Katarzyna Karpowicz, Nieistnienie, Galeria BWA w Zamościu, do 13 sierpnia

My, potomkowie nieżydowskich mieszkańców sztetli.

Nieistnienie sąsiadów bardzo szybko stało się dla naszych dziadków czymś całkowicie zwyczajnym. Nasi rodzice nie zadawali pytań o pochodzenie budynków, macew, z których układano podwórza i chodniki, o imiona, które czasem wymsknęły się we wspomnieniach. Szczebrzeszyn, Krasnystaw, Piaski, Kock, Radzyń żyły sobie zwyczajnym małomiasteczkowym życiem z jednym dniem targowym w tygodniu, corocznym odpustem, niedzielnymi lodami u (wstaw nazwisko właścicieli lodziarni) i zapomnieniem.

Łatwiej jest nie istnieć, kiedy nie ma się imienia i nazwiska, jeszcze łatwiej – kiedy nie ma się twarzy. Z fragmentów opowieści da się odtworzyć historię, trudniej sobie wyobrazić jej bohaterów. Nawet pozbawieni anonimowości, pozostają widmowi. Przecież to portret zapewnia nieśmiertelność, nie zapis w metryce albo księdze pamięci.

Dlatego, żeby mogli zmartwychwstać, muszą stać się widzialni. Ulubiona malarka Ka., Katarzyna Karpowicz, pozwala na to mieszkańcom przedwojennego Szczebrzeszyna.
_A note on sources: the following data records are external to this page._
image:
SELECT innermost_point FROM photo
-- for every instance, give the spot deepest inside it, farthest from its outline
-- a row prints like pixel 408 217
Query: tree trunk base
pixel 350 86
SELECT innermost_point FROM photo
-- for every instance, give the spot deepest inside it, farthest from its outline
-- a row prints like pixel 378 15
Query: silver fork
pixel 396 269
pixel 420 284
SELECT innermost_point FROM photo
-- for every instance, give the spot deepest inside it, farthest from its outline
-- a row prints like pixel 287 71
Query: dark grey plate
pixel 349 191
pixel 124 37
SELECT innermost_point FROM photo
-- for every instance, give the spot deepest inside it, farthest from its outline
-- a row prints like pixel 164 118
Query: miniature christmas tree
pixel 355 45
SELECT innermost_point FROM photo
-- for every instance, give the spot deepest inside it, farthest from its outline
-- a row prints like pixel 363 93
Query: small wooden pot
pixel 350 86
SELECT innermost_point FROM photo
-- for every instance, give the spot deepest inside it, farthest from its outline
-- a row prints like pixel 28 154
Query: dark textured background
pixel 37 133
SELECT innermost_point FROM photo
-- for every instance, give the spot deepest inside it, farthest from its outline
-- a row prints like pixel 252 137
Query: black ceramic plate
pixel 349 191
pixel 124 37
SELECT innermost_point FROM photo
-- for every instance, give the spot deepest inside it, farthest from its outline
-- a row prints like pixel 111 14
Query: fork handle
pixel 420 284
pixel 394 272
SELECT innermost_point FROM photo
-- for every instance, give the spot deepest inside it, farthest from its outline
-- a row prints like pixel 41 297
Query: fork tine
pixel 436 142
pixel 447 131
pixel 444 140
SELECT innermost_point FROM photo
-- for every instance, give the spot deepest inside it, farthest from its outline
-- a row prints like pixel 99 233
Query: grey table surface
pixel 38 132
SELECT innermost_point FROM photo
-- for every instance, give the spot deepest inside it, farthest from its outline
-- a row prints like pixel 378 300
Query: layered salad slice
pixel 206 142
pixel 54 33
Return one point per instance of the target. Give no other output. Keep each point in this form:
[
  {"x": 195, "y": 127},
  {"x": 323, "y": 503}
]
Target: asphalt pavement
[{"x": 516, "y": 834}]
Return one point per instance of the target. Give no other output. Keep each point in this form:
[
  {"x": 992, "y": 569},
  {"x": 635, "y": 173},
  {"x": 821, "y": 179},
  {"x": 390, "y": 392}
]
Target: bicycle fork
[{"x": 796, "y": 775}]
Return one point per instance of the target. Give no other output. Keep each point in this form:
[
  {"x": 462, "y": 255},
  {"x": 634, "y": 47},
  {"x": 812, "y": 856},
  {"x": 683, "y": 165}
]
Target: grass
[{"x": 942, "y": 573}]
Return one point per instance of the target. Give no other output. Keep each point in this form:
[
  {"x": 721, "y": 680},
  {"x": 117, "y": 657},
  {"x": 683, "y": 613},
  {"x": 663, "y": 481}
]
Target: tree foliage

Sprowadza ich na ziemię, sąsiadów naszych dziadków.

Lipiec to jest miesiąc szczególny, więc – przypadek, opatrzność (?) – wernisaż wystawy wypadł pomiędzy rocznicami Kielc i Jedwabnego. Ta data stawia dodatkowe pytania naszym dziadkom. Jak można nie zauważyć nieistnienia? Jak można wymazać z pamięci?

Te obrazy ulubionej malarki wizualnie odeszły już od pogodnego Balthusa i Picasso, jest im bliżej do Chagalla i Wróblewskiego. Nawet jeśli mają w sobie radość, to podszytą żałobą.

Dziecko dopytuje, co oznacza niebieska kulka pojawiająca się na kolejnych płótnach. Odpowiadam mu, że chodzi o duszę (tak sobie wyobrażam, że to o nią chodzi).

Ale potem przypominam sobie jeszcze historię z innego sztetlu: o rabbim Leinerze, który odkrył błękit (a nie jest to żadna poezja: po żmudnych badaniach, zrozumiał czym farbować frędzle).